The corpus luteum keeps secreting progesterone and so the lining of the uterus is maintained and not shed as the menstrual period. The lining of the uterus provides the fertilized egg a place to implant and grow into a baby. Pregnancy tests detect levels of HCG in the blood and/or urine.

Your body continues to rely on the corpus luteum for secretion of estrogen and progesterone so that the lining of the uterus is not shed until the placenta is mature enough and takes over giving the embryo all of the nutrients that it needs and maintains the pregnancy. It’s close to the end of the first trimester of a pregnancy that the placenta takes over the pregnancy and the corpus luteum dies off. The placenta will not only maintain the lining of the uterus but will also provide all the oxygen and nutrition the fetus needs to thrive.

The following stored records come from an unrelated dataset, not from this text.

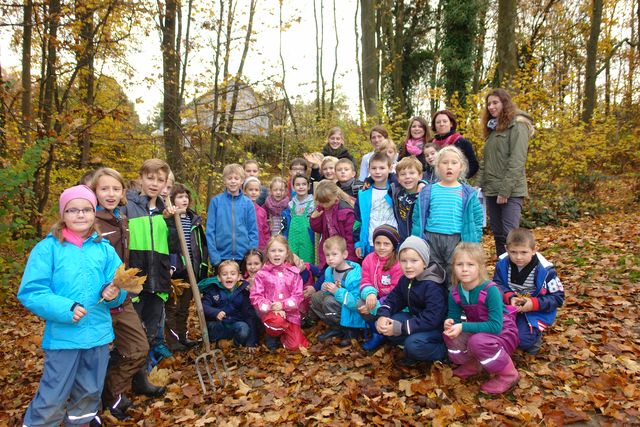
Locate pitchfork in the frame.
[167,197,228,394]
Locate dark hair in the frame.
[482,88,518,138]
[431,110,458,132]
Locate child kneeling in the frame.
[444,242,519,394]
[311,236,365,347]
[198,260,258,348]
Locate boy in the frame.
[199,261,258,348]
[206,163,258,267]
[166,183,209,351]
[493,228,564,354]
[335,159,363,199]
[242,159,269,206]
[124,159,172,396]
[311,236,365,347]
[389,156,422,244]
[353,152,398,258]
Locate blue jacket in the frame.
[18,233,127,350]
[378,263,447,335]
[493,252,564,331]
[206,190,258,266]
[411,183,483,243]
[324,261,365,328]
[353,182,393,258]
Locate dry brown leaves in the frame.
[0,213,640,426]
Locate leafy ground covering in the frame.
[0,209,640,426]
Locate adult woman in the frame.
[431,110,480,179]
[478,88,533,256]
[358,126,389,181]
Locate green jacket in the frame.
[477,111,533,197]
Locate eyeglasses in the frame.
[64,208,95,216]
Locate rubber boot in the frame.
[362,322,384,351]
[480,358,520,394]
[453,360,482,378]
[131,368,167,397]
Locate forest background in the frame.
[0,0,640,425]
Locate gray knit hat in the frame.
[398,236,430,266]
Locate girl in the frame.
[250,235,309,350]
[91,168,165,420]
[309,181,358,268]
[478,89,533,256]
[443,243,519,394]
[358,225,402,351]
[358,126,389,181]
[240,249,264,289]
[411,145,482,278]
[18,185,126,426]
[282,175,316,263]
[242,176,271,250]
[376,236,447,366]
[398,117,431,171]
[264,176,289,236]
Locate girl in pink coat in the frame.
[250,235,309,350]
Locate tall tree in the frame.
[581,0,604,123]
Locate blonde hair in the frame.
[433,145,469,179]
[451,242,489,285]
[313,179,354,208]
[396,156,422,175]
[89,168,127,206]
[222,163,245,181]
[265,234,295,265]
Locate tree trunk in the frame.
[581,0,603,123]
[360,0,380,118]
[494,0,518,88]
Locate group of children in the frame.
[18,121,564,425]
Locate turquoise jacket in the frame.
[411,184,483,243]
[18,233,126,350]
[324,261,365,328]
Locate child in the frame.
[242,176,271,250]
[250,235,309,350]
[398,117,431,168]
[390,156,424,244]
[165,183,209,351]
[493,228,564,354]
[422,142,439,184]
[443,243,519,394]
[376,236,447,366]
[242,159,269,207]
[335,159,363,199]
[198,260,258,348]
[358,126,389,181]
[206,163,258,267]
[124,159,172,366]
[91,168,165,420]
[311,236,365,347]
[240,249,264,289]
[264,176,289,236]
[18,185,126,426]
[353,153,398,258]
[358,224,404,351]
[309,181,358,268]
[412,145,482,271]
[282,175,316,263]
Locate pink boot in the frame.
[480,358,520,394]
[453,360,481,378]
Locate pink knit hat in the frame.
[60,185,98,215]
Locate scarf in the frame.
[431,131,462,147]
[262,195,289,217]
[404,138,424,156]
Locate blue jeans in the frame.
[386,311,447,361]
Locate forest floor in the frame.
[0,208,640,426]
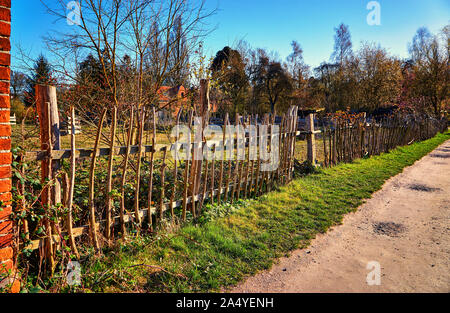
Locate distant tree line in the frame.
[11,10,450,123]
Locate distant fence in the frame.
[16,86,446,268]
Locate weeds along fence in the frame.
[9,86,446,270]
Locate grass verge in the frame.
[72,132,450,292]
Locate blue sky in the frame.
[12,0,450,70]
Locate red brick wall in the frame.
[0,0,20,292]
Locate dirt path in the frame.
[232,140,450,292]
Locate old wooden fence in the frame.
[14,86,445,268]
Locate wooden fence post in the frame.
[306,114,316,166]
[36,85,61,205]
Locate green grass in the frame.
[72,132,450,292]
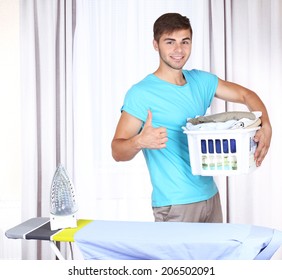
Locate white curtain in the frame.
[21,0,282,259]
[20,0,75,259]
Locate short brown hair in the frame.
[153,13,192,42]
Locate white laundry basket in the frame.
[185,127,259,176]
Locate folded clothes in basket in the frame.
[183,111,261,130]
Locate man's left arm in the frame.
[215,79,272,166]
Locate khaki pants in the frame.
[153,193,223,223]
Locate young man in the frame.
[112,13,272,222]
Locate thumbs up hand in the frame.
[139,110,168,149]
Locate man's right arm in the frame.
[111,111,168,161]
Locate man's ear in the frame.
[153,39,159,51]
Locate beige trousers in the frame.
[153,193,223,223]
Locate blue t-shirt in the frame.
[122,70,218,207]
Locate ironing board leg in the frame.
[50,241,65,260]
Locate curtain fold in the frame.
[20,0,282,259]
[20,0,73,259]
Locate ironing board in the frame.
[6,217,282,260]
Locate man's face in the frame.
[153,29,192,70]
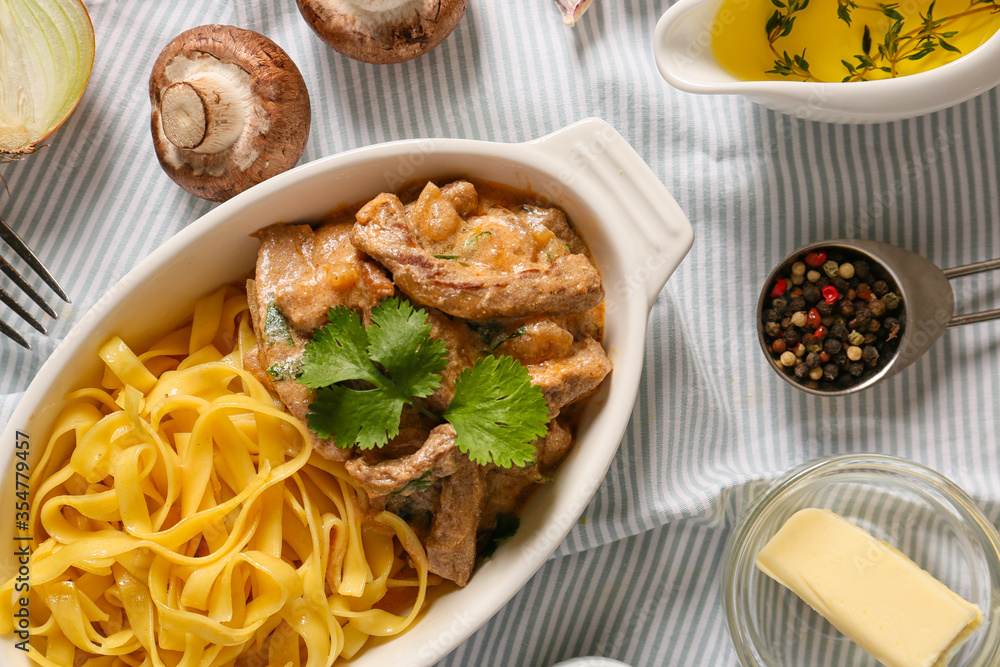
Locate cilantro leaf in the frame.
[308,384,406,449]
[299,306,384,389]
[296,298,549,468]
[368,299,448,398]
[444,355,549,468]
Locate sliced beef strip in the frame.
[494,316,574,365]
[424,308,483,413]
[255,223,394,332]
[424,458,486,586]
[247,223,395,461]
[527,336,611,413]
[351,187,604,321]
[345,424,460,497]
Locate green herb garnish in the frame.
[299,298,549,467]
[465,230,493,247]
[267,359,302,382]
[264,294,295,345]
[764,0,1000,82]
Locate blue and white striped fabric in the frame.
[0,0,1000,667]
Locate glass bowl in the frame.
[722,454,1000,667]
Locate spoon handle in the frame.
[944,259,1000,327]
[947,308,1000,327]
[944,259,1000,279]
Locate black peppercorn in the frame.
[883,317,899,341]
[847,308,872,331]
[762,249,905,390]
[861,345,878,365]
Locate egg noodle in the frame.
[0,287,428,667]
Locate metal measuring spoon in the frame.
[757,239,1000,396]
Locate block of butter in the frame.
[757,509,983,667]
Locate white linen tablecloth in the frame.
[0,0,1000,667]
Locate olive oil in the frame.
[712,0,1000,81]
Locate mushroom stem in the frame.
[160,72,250,155]
[331,0,425,26]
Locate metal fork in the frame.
[0,219,70,350]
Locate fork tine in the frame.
[0,289,48,334]
[0,257,59,317]
[0,219,70,303]
[0,320,31,350]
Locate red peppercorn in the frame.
[805,250,826,269]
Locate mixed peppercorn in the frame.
[763,248,904,390]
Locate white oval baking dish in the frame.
[0,118,693,667]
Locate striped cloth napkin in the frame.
[0,0,1000,667]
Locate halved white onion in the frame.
[0,0,94,156]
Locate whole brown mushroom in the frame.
[296,0,469,65]
[149,25,310,201]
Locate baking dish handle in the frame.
[530,118,694,307]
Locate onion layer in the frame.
[0,0,94,156]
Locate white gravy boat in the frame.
[653,0,1000,123]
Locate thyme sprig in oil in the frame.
[765,0,1000,82]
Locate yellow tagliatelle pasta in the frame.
[0,287,428,667]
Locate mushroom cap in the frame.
[149,25,310,201]
[296,0,469,65]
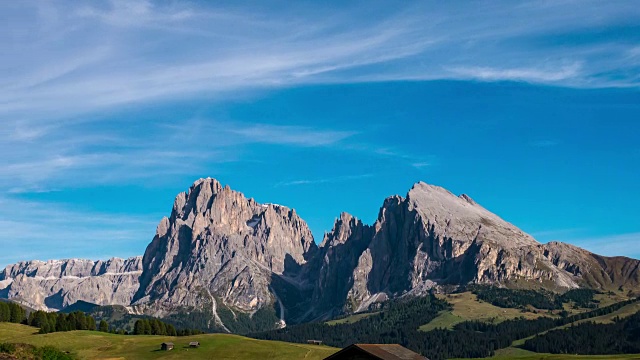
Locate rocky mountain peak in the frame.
[134,178,317,322]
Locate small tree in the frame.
[99,320,109,332]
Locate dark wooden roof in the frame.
[325,344,429,360]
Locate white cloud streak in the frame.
[276,174,373,186]
[0,197,160,268]
[571,233,640,259]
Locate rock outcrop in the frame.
[0,178,640,331]
[0,256,142,311]
[134,179,317,329]
[312,182,640,318]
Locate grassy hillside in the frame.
[420,292,549,331]
[326,312,377,325]
[0,323,338,360]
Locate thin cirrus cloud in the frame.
[0,0,640,124]
[571,233,640,258]
[275,174,373,187]
[0,197,160,265]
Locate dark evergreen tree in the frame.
[99,320,109,332]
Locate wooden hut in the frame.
[325,344,429,360]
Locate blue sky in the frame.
[0,1,640,266]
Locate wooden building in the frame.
[325,344,429,360]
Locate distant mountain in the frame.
[0,178,640,332]
[0,256,142,311]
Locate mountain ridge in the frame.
[0,178,640,331]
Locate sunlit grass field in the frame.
[0,323,338,360]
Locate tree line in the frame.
[0,301,26,323]
[0,302,203,336]
[251,295,637,360]
[131,319,204,336]
[522,312,640,355]
[26,310,97,334]
[468,285,598,310]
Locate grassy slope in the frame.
[420,292,640,360]
[0,323,338,360]
[420,292,545,331]
[326,312,377,325]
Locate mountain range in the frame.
[0,178,640,332]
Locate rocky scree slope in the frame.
[134,179,317,330]
[309,182,640,318]
[0,178,640,331]
[0,256,142,311]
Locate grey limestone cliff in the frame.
[0,257,142,311]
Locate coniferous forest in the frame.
[251,295,637,360]
[523,312,640,355]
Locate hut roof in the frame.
[325,344,428,360]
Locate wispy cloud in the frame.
[275,174,373,186]
[0,197,159,267]
[571,233,640,259]
[531,139,560,148]
[0,0,640,125]
[0,120,355,193]
[231,125,356,147]
[447,63,582,83]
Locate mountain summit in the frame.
[0,178,640,332]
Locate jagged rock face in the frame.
[134,179,317,327]
[312,213,373,316]
[316,183,640,316]
[0,256,142,310]
[0,179,640,330]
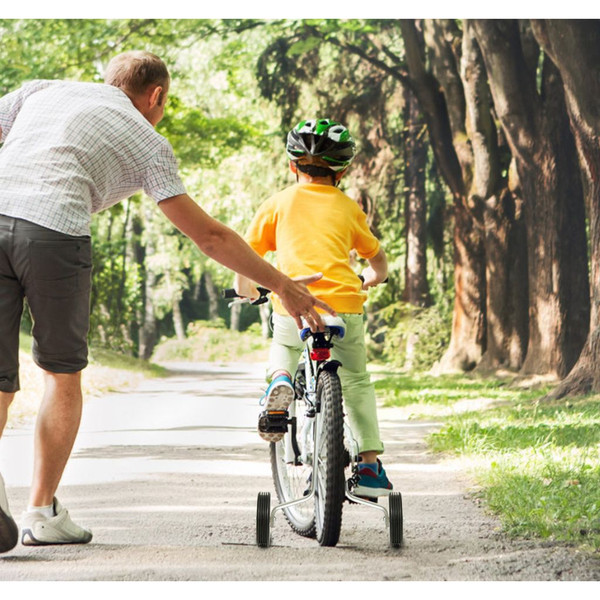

Chinese medicine and western medicine breaks up the menstrual cycle a little differently. Where western medicine breaks it down into 2 phases – the follicular and luteal phases (as explained above) – Chinese medicine breaks it down into 4 phases and better still, has many applicable diet and lifestyle recommendations for each phase. You can read about that in my past blog post: Eating Through Your Cycle to Get Pregnant

So there you have it! That’s a brief simplified overview of what’s happening in your body every month. If you’re noticing that your periods aren’t regular (every 28 days or so), seek out a Chinese medicine doctor in your area. Regulating the menstrual cycle and enhancing fertility is an area where Chinese medicine shows its excellence and shines.